Someone is said to have done research at one point about why it rained so often at weekends and bank holidays. The theory proposed was that vehicle emissions were generally lower on such days, allowing the wet weather fronts to advance across the country, fronts that would otherwise have been held back by the warm air from exhaust fumes.
Probably a dubious piece of science, it was a nice try at rationalising the perverse meteorology that so often caused disappointment. I think I prefer Murphy’s Law as an explanation as to why it is so often wet when we wanted it to be dry – whatever can go wrong will.
There were many childhood experiences of sitting in the car on summer’s days looking out through rain-spattered glass.

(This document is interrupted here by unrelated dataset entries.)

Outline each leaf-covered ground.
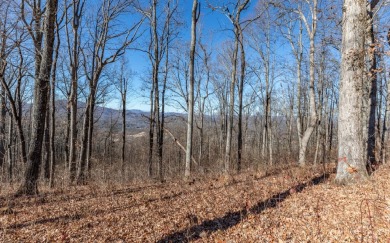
[0,166,390,242]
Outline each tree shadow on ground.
[6,214,83,229]
[158,173,330,243]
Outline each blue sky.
[107,0,257,111]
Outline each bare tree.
[17,0,58,194]
[336,0,367,183]
[184,0,200,178]
[65,0,85,182]
[77,0,143,183]
[211,0,250,173]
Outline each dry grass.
[0,163,390,242]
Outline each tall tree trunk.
[42,101,51,181]
[121,83,127,180]
[17,0,58,194]
[237,24,246,172]
[362,4,377,172]
[184,0,199,178]
[7,114,14,183]
[0,87,7,167]
[298,0,318,166]
[336,0,368,184]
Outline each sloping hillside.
[0,166,390,242]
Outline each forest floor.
[0,162,390,242]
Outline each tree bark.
[336,0,368,184]
[184,0,199,178]
[17,0,58,194]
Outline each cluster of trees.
[0,0,390,194]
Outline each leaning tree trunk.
[17,0,58,194]
[184,0,198,178]
[336,0,368,184]
[0,88,6,167]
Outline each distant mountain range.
[52,100,186,133]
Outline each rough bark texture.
[336,0,367,184]
[68,0,84,182]
[17,0,58,194]
[184,0,198,177]
[298,0,318,166]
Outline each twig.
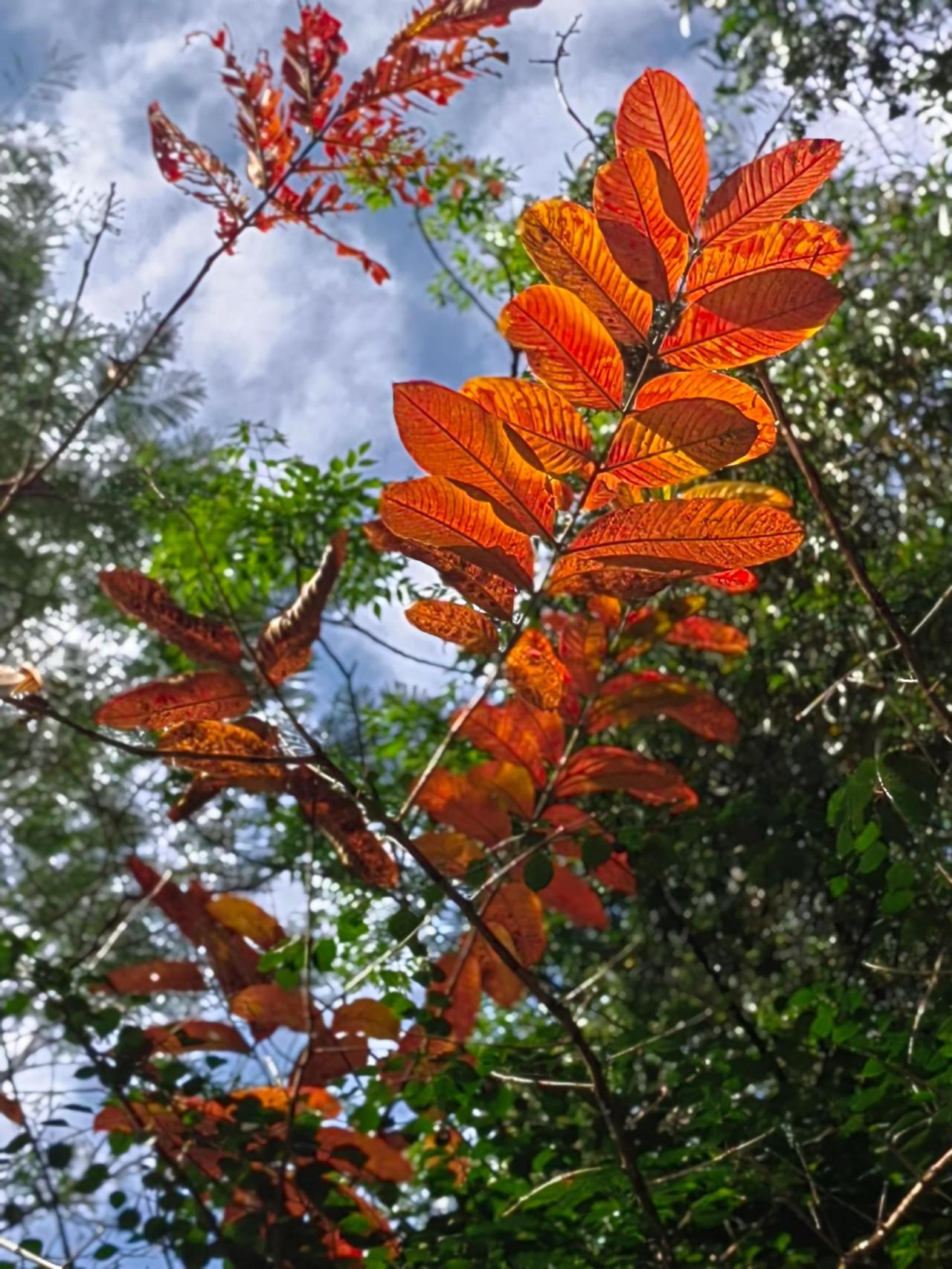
[839,1147,952,1269]
[756,365,952,736]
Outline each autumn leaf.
[404,599,499,655]
[461,377,591,476]
[686,221,850,303]
[205,895,287,952]
[518,198,652,344]
[142,1019,250,1056]
[701,140,843,246]
[664,617,750,656]
[591,147,688,302]
[393,381,555,538]
[93,670,251,731]
[660,269,842,370]
[505,629,569,710]
[453,698,565,788]
[499,286,625,410]
[255,529,347,683]
[381,476,533,590]
[614,70,707,234]
[330,997,400,1039]
[564,498,803,572]
[99,568,241,663]
[106,960,205,996]
[361,520,515,620]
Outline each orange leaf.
[664,617,750,656]
[330,997,400,1039]
[499,286,625,410]
[0,1093,25,1127]
[474,922,526,1009]
[93,670,251,731]
[517,198,652,344]
[462,377,591,476]
[588,670,740,745]
[99,568,241,663]
[361,520,515,620]
[483,881,546,966]
[454,699,565,788]
[288,766,400,890]
[566,498,803,572]
[228,982,313,1032]
[431,952,483,1041]
[660,269,840,370]
[559,613,608,697]
[555,745,693,806]
[255,529,347,683]
[701,140,843,245]
[505,629,569,710]
[678,480,794,512]
[381,476,533,590]
[205,895,287,952]
[614,70,707,234]
[404,599,499,654]
[393,381,555,537]
[686,221,850,303]
[591,147,688,301]
[538,864,608,930]
[142,1019,250,1055]
[414,832,485,877]
[697,568,756,595]
[416,766,512,846]
[158,721,284,788]
[106,960,205,996]
[318,1128,413,1181]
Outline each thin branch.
[839,1147,952,1269]
[756,365,952,737]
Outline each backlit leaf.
[566,498,803,572]
[93,670,251,731]
[678,480,794,510]
[660,269,842,370]
[106,960,205,996]
[393,381,555,537]
[518,198,652,344]
[99,568,241,663]
[404,599,499,654]
[614,70,707,234]
[461,377,591,476]
[361,520,515,620]
[591,147,688,301]
[205,895,287,952]
[499,286,625,410]
[505,629,569,710]
[381,476,533,590]
[330,996,400,1039]
[255,529,347,683]
[701,140,843,245]
[555,745,693,806]
[686,221,850,303]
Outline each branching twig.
[756,365,952,736]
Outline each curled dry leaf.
[0,661,43,697]
[505,629,569,710]
[99,568,241,664]
[255,529,347,683]
[93,670,251,731]
[518,198,652,344]
[404,599,499,655]
[205,895,287,952]
[499,286,625,410]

Lyme Regis was our favourite place to get wet. Sitting at the seafront, eating Cornish pasties while the rain came in sideways, was a quintessential element of my childhood days. Wet seaside towns still evoke the peppery taste of the meat and potato pasty filling.
There was a stoical English spirit that insisted we make the best of things. I remember walking to the aquarium on Lyme Regis’ Cobb in the teeth of a driving gale. Getting inside the aquarium, I thought that the fish swimming in the tanks were probably in a drier environment than their human onlookers, particularly the conger eel that peered out from a length of pipe at the bottom of its tank.
A rich vein of memories, wet bank holidays also created a sense of needing to resourceful in making the best of a day out. A friend used to say, “There is no such thing as the wrong weather, only the wrong clothes.” It was a sentiment that we had reflected on many wet days. When it rained, it was an opportunity to step out and walk in shapeless, crumpled waterproofs. Of course, the waterproof coats not only kept the rain out, they also caused the warm air trapped within them to condense, so that in twenty minutes they were as damp on the inside and as they were wet on the outside.
There is nothing that so much captures the spirit of a place as to walk on seafronts, harbour walls, and through narrow streets wearing shoes that are soaked by the surface water as water runs down your neck to be caught by an already saturated collar.